O Palhaço
Trajado com enorme calça florida, que comportaria três pessoas de
peso equivalente ao dele, tendo prendido na altura da cintura um
bambolê, cosido sob o cós da calça e seguro por suspensórios verdes, que
sobrepunham camisa de seda ornada com grandes círculos coloridos;
Florentino se sentou diante do espelho.
Com o coração apertado rememorou pela zilionésima vez do dia em
que se despediu de casa. Deixara para trás a mulher que amava, e nela, os
olhos lacrimejantes. Eram especiais aqueles olhos transparentes, vítreos,
com apenas leves intenções de azul que lhe expunham, sempre, os
sentimentos mais profundos.
Enquanto empastava o rosto com pigmentos coloridos, recordou-se,
igualmente, do açude seco, do gado morto, da fome que passara e da dor
que sentira ao deixar o sertão baiano motivado pela seca.
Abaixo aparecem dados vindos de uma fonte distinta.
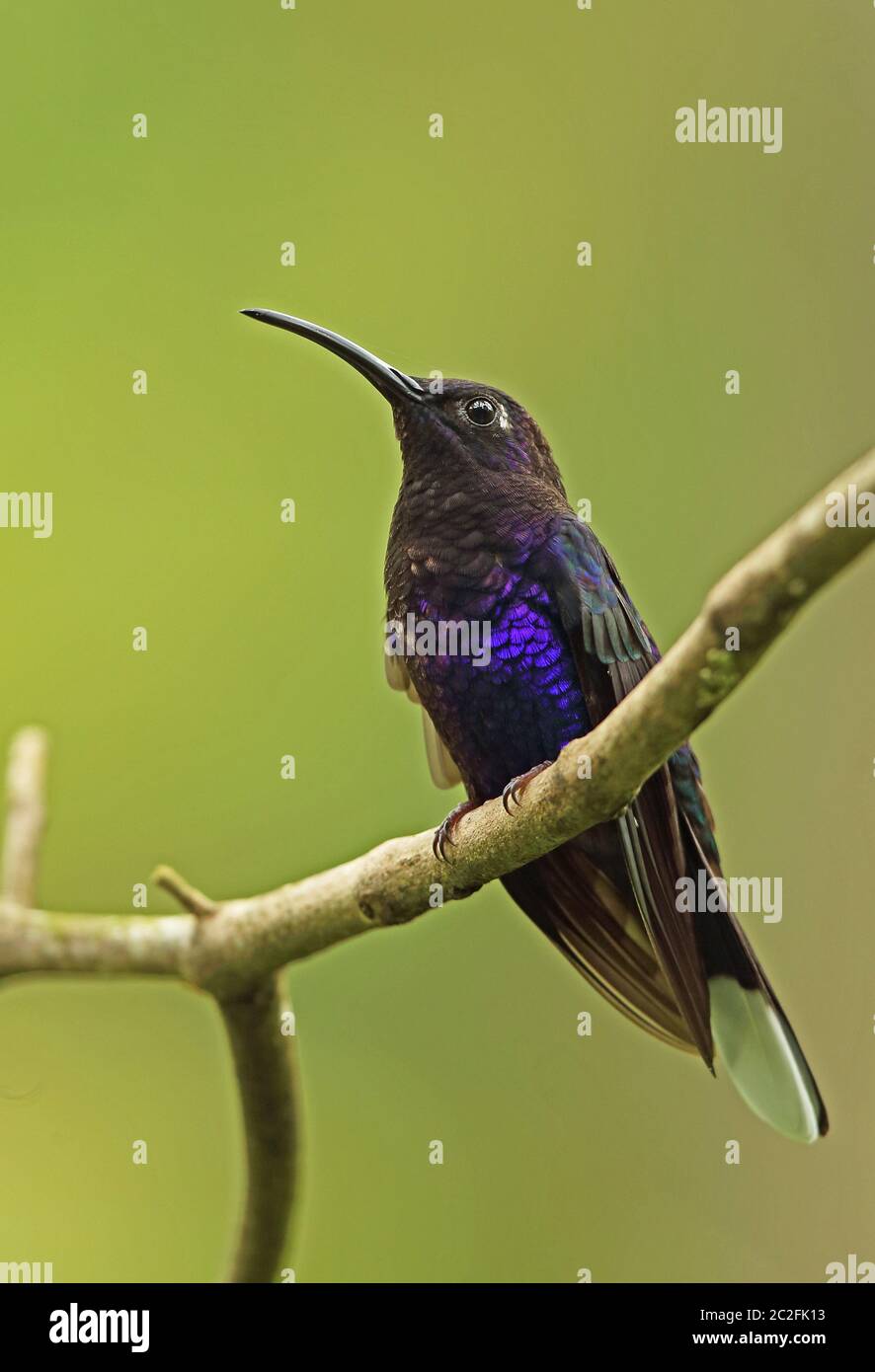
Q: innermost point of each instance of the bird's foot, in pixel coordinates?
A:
(443, 834)
(514, 789)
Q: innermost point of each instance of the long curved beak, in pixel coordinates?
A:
(389, 382)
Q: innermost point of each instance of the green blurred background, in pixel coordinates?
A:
(312, 126)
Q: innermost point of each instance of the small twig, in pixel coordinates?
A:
(187, 894)
(261, 1043)
(25, 815)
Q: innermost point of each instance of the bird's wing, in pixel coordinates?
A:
(443, 771)
(668, 834)
(614, 650)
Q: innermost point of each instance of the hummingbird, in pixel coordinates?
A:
(482, 533)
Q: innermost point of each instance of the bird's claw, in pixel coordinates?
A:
(514, 789)
(443, 833)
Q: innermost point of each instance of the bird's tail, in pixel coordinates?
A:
(752, 1033)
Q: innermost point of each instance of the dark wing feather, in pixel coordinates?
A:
(613, 651)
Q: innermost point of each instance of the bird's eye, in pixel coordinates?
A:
(481, 411)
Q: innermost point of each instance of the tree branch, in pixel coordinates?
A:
(261, 1043)
(234, 949)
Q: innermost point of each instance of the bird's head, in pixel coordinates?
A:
(441, 422)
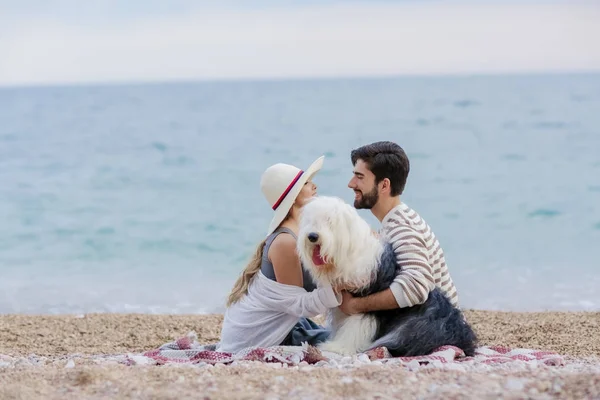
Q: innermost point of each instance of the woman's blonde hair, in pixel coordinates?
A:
(240, 287)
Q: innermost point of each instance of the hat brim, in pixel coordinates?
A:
(289, 200)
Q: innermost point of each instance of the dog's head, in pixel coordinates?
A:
(331, 241)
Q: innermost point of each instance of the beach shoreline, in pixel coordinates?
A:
(58, 339)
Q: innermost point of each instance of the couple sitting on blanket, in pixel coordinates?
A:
(274, 297)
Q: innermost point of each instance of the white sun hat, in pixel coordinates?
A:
(281, 184)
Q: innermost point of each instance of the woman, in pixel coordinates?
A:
(273, 298)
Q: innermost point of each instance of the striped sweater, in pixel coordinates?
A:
(419, 254)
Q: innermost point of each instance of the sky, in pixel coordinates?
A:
(95, 41)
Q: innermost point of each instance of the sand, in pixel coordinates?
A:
(43, 346)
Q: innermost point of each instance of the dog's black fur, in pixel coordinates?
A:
(420, 329)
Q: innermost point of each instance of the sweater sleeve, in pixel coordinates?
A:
(415, 280)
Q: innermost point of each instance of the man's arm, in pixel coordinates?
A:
(412, 284)
(383, 300)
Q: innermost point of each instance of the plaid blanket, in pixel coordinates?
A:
(188, 350)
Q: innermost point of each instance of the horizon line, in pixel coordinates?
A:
(296, 78)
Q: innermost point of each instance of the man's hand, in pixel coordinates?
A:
(349, 304)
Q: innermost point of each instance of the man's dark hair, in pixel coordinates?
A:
(385, 160)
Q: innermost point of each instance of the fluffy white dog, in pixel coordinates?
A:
(339, 248)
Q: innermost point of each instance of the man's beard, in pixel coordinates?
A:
(367, 200)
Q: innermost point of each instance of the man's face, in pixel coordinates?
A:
(366, 193)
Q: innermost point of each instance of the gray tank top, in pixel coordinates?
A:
(266, 266)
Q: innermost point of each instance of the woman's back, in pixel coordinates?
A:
(266, 266)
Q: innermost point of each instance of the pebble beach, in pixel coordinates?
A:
(78, 356)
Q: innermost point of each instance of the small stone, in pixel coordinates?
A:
(515, 384)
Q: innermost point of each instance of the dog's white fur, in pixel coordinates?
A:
(346, 265)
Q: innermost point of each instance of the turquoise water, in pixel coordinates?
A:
(145, 198)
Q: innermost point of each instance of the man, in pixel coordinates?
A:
(380, 173)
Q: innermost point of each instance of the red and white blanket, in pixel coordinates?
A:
(188, 350)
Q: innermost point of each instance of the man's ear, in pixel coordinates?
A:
(386, 186)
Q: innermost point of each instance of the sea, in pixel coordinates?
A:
(145, 198)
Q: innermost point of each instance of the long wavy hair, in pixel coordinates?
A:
(240, 287)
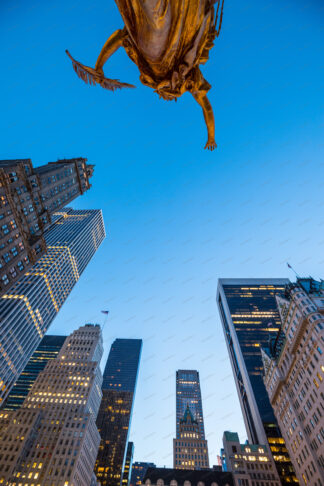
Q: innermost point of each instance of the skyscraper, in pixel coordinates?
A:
(249, 316)
(28, 198)
(128, 464)
(188, 393)
(53, 438)
(115, 413)
(294, 377)
(48, 349)
(190, 451)
(251, 464)
(29, 308)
Partira junto aos
mambembes para São Paulo carregado por sonhos de melhores dias.
Esquecera-se apenas da promessa feita à mulher de olhos vítreos que
retornaria para buscá-la.
Eram sempre as mesmas lembranças torturantes que martirizavam
seu espírito, e nem mesmo o peso dos anos embaçou da memória o gosto
do pó, nauseante, na boca árida.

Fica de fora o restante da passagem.